The federal government has allocated N500 as daily feeding allowance for members of the National Youth Service Corps (NYSC). This was disclosed yesterday by the Director General of the NYSC, Brigadier-General Johnson Bamidele Olawumi.
He made the disclosure at a House of Representatives Committee on Public Petition investigative public hearing on the N4,000 online registration fee imposed on prospective corps members by the corps.
A civil society coalition: ‘Say No Campaign’ had dragged the NYSC before the Uzor Azubike-led House committee in protest against the contentious fees.
While responding to the petition, Brigadier Olawumi, who alluded to the poor welfare of the corp members, disclosed that the federal government approved N500 as feeding allowance for each corp member per day.
He also disclosed that over N800 million was required to setup the computer registration system the NYSC is presently using for its online registration.
He explained that the fees will service a private sector driven build, operate and transfer agreement. He said the registration equipment will be installed at NYSC offices nationwide.
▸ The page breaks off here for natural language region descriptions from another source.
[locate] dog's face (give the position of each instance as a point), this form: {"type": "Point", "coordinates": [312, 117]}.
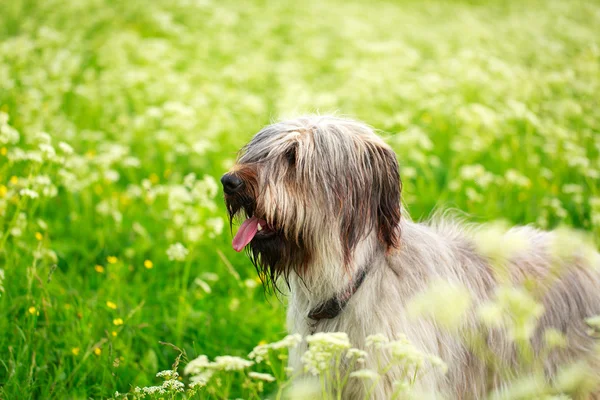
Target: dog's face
{"type": "Point", "coordinates": [311, 189]}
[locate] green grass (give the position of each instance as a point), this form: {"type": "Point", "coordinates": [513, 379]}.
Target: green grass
{"type": "Point", "coordinates": [492, 108]}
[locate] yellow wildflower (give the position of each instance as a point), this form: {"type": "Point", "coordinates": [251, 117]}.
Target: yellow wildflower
{"type": "Point", "coordinates": [112, 259]}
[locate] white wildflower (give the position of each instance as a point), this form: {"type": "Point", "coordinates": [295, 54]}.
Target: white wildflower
{"type": "Point", "coordinates": [231, 363]}
{"type": "Point", "coordinates": [177, 252]}
{"type": "Point", "coordinates": [29, 193]}
{"type": "Point", "coordinates": [47, 151]}
{"type": "Point", "coordinates": [365, 374]}
{"type": "Point", "coordinates": [261, 376]}
{"type": "Point", "coordinates": [323, 349]}
{"type": "Point", "coordinates": [167, 374]}
{"type": "Point", "coordinates": [43, 138]}
{"type": "Point", "coordinates": [173, 385]}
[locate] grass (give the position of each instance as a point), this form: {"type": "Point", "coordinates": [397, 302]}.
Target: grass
{"type": "Point", "coordinates": [492, 108]}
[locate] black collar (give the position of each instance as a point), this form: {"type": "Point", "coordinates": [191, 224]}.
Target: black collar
{"type": "Point", "coordinates": [333, 307]}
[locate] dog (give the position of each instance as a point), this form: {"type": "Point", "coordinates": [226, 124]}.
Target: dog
{"type": "Point", "coordinates": [320, 201]}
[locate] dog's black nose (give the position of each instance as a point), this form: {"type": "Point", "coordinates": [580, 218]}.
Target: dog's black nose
{"type": "Point", "coordinates": [231, 183]}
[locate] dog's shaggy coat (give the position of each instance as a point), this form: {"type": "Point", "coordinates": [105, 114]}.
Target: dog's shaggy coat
{"type": "Point", "coordinates": [321, 201]}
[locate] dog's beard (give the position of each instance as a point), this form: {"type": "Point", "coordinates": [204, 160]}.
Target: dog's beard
{"type": "Point", "coordinates": [273, 254]}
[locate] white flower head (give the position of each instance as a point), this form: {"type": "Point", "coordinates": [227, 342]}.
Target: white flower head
{"type": "Point", "coordinates": [29, 193]}
{"type": "Point", "coordinates": [231, 363]}
{"type": "Point", "coordinates": [177, 252]}
{"type": "Point", "coordinates": [367, 374]}
{"type": "Point", "coordinates": [261, 377]}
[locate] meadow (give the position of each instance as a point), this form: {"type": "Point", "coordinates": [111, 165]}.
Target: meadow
{"type": "Point", "coordinates": [118, 118]}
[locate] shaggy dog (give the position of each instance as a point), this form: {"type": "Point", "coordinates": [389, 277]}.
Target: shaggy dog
{"type": "Point", "coordinates": [320, 202]}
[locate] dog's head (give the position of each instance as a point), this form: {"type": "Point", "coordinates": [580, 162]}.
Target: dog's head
{"type": "Point", "coordinates": [312, 188]}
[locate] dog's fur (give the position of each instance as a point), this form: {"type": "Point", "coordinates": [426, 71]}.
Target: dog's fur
{"type": "Point", "coordinates": [329, 190]}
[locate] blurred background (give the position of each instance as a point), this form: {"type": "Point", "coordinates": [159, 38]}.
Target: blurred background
{"type": "Point", "coordinates": [118, 118]}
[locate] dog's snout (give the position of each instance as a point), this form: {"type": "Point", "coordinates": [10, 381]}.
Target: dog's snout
{"type": "Point", "coordinates": [231, 183]}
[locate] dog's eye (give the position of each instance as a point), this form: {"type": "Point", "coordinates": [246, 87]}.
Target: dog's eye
{"type": "Point", "coordinates": [290, 156]}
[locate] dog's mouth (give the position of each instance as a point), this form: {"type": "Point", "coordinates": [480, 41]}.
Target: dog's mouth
{"type": "Point", "coordinates": [253, 228]}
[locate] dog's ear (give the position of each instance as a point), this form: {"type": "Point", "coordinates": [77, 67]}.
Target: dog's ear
{"type": "Point", "coordinates": [386, 195]}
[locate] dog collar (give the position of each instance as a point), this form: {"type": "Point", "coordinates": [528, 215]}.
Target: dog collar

He said the process was approved by the Bureau of Public Procurement with a certificate of no objection.
While noting that the N4,000 for the online registration is voluntary, he said rather than request for money to install the infrastructure, he would prefer to canvass for increment of the current N19,800 allowance being to prospective Corp member.
In his presentation, Mr. Ezenwa Nwagwu of ‘Say No Campaign’ called for the “reversal of the proposed N4,000 fee payment and where payment has been made, a refund to the prospective Corp members.”
Nwagwu stressed the need to “re-examine the laws establishing the NYSC that seems to have made the Director General of the Corp an exclusive preserve of serving military officers.”
On September 30, federal lawmakers launched an inquest into the controversial N4,000 online registration fee and consequently urged NYSC to suspend the policy.
Hon. Hassan Saleh (Benue/PDP) in lead debates on a motion moved on the matter described the NYSC policy as “insensitive and exploitative”.